"Das verschwundene Kind" im Check: So war der Lindholm-"Tatort"

3.2.2019, 21:45 Uhr

© pr_by NDR/Christine Schroeder

Um was geht’s? Der Hausmeister eines Gymnasiums entdeckt Blutlachen in einem stillgelegten Trakt der Sporthalle. Untersuchungen belegen, dass hier eine Frau ihr Kind unter mysteriösen Umständen zur Welt gebracht hat. Manches am Tatort deutet zudem auf ein Verbrechen hin. Lindholm verfolgt schon bald eine heiße Spur zur Mutter, ihrem Neugeborenen und mehreren verdächtigen Männern.

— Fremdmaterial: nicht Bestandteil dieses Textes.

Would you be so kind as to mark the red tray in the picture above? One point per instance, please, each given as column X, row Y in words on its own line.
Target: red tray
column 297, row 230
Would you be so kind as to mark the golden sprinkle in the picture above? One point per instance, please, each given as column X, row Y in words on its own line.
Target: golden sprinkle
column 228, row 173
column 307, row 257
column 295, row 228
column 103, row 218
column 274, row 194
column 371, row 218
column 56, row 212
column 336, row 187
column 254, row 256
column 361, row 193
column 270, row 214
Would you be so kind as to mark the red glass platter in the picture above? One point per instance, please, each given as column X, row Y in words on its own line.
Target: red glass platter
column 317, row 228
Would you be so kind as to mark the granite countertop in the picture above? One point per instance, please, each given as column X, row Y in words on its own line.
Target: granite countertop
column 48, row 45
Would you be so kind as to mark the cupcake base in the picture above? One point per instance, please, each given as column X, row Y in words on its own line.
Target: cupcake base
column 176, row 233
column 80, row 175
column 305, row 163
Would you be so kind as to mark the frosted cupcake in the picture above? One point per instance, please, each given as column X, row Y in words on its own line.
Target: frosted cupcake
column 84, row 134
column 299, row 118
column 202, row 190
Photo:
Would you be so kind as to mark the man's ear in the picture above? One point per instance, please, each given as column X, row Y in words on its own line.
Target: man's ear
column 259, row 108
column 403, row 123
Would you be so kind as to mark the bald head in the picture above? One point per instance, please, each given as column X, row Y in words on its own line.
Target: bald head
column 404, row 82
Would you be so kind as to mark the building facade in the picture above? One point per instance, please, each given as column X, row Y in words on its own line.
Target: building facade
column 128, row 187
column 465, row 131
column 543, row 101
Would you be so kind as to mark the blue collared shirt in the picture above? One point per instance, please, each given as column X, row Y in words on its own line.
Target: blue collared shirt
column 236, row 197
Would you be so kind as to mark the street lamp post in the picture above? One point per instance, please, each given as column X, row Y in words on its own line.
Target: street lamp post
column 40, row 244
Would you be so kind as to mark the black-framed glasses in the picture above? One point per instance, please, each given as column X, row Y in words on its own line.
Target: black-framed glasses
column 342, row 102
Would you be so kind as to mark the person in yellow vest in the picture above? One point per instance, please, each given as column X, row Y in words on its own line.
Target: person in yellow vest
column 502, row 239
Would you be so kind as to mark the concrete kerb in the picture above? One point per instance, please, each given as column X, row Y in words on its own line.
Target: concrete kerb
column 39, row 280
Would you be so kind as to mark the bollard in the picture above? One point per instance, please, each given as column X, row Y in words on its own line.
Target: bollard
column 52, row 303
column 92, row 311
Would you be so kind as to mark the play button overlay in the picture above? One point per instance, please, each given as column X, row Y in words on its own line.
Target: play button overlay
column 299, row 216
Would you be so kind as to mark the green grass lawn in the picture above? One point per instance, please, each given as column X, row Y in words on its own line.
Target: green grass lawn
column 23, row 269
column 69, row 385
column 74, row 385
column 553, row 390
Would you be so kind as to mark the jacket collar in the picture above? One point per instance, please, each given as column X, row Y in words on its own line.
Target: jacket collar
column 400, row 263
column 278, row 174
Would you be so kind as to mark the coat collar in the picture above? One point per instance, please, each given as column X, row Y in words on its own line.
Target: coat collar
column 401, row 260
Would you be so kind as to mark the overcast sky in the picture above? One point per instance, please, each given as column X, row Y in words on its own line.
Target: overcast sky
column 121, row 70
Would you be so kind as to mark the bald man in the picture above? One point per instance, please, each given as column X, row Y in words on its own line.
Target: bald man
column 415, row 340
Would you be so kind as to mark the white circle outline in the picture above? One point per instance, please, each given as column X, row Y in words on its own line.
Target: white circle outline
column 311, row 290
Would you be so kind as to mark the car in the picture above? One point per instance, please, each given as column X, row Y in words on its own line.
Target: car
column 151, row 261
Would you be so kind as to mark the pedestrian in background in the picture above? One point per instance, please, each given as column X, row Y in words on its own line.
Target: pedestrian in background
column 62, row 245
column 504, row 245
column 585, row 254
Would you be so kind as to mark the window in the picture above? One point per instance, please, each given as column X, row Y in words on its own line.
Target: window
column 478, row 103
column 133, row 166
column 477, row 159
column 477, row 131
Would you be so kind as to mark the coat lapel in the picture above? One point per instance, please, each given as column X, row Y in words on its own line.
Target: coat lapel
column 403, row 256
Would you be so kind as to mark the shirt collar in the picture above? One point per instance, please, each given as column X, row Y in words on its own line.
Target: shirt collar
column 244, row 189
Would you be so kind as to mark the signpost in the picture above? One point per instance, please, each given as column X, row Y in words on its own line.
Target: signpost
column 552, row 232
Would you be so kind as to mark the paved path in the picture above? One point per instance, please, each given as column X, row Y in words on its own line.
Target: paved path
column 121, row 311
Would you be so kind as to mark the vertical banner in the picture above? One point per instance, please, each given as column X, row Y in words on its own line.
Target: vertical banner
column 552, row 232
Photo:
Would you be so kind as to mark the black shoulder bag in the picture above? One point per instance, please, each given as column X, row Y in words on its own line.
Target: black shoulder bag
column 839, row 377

Was passiert noch? Wegen der Fehler im Laufe des letzten Einsatzes hat man Lindholm dauerhaft versetzt. Dieser Neustart in der Provinz ist ein Graus für die Einzelkämpferin. Die selbstsichere Frau muss nun im Team arbeiten. Da sind Scharmützel vorprogrammiert. Vor allem dann, wenn sich unter den neuen Kollegen eine ebenso starke Persönlichkeit wie Anaïs Schmitz tummelt, die damit die erste schwarze Ermittlerin im "Tatort" ist.

 

 

Kollegin oder Kontrahentin? Das muss Lindholm erst noch herausfinden. Fakt ist, dass die von Florence Kasumba gespielte zweite Kommissarin viel Körperlichkeit in den "Tatort" einbringt, permanent unter Strom steht und ihre Filmfigur ein Füllhorn an Erzählstoff für zukünftige Folgen in sich zu bergen scheint.

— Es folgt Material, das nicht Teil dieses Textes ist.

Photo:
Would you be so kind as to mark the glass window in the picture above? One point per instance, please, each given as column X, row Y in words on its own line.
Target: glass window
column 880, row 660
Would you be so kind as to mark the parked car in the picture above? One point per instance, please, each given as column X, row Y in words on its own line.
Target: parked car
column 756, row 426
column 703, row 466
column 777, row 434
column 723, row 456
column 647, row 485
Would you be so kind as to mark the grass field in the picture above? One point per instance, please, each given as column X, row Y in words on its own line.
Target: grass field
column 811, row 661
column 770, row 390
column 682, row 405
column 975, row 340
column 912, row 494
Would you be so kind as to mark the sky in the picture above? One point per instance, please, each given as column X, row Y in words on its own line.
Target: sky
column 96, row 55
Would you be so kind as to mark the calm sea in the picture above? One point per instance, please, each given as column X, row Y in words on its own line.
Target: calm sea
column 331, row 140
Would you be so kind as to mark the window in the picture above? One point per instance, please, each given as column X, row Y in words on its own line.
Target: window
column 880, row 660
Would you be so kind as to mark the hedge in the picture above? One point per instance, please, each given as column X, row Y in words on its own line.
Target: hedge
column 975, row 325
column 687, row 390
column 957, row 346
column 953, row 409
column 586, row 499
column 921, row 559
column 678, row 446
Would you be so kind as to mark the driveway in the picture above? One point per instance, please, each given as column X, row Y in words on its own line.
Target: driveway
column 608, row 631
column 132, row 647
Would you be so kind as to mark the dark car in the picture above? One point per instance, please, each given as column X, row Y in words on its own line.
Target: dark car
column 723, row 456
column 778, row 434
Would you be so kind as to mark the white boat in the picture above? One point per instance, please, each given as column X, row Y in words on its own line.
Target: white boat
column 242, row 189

Die Idee hinter der Handlung: Die Geschichte spielt vor dem Hintergrund von etwa 1600 Fällen pro Jahr, in denen weder die werdenden Mütter noch deren unmittelbare Umgebung von einer Schwangerschaft Notiz nehmen und sie daher manchmal bis zur Geburt verdrängen. Viele Babys kommen in der Folge ums Leben. Franziska Buchs Film beleuchtet eine solche Katastrophe.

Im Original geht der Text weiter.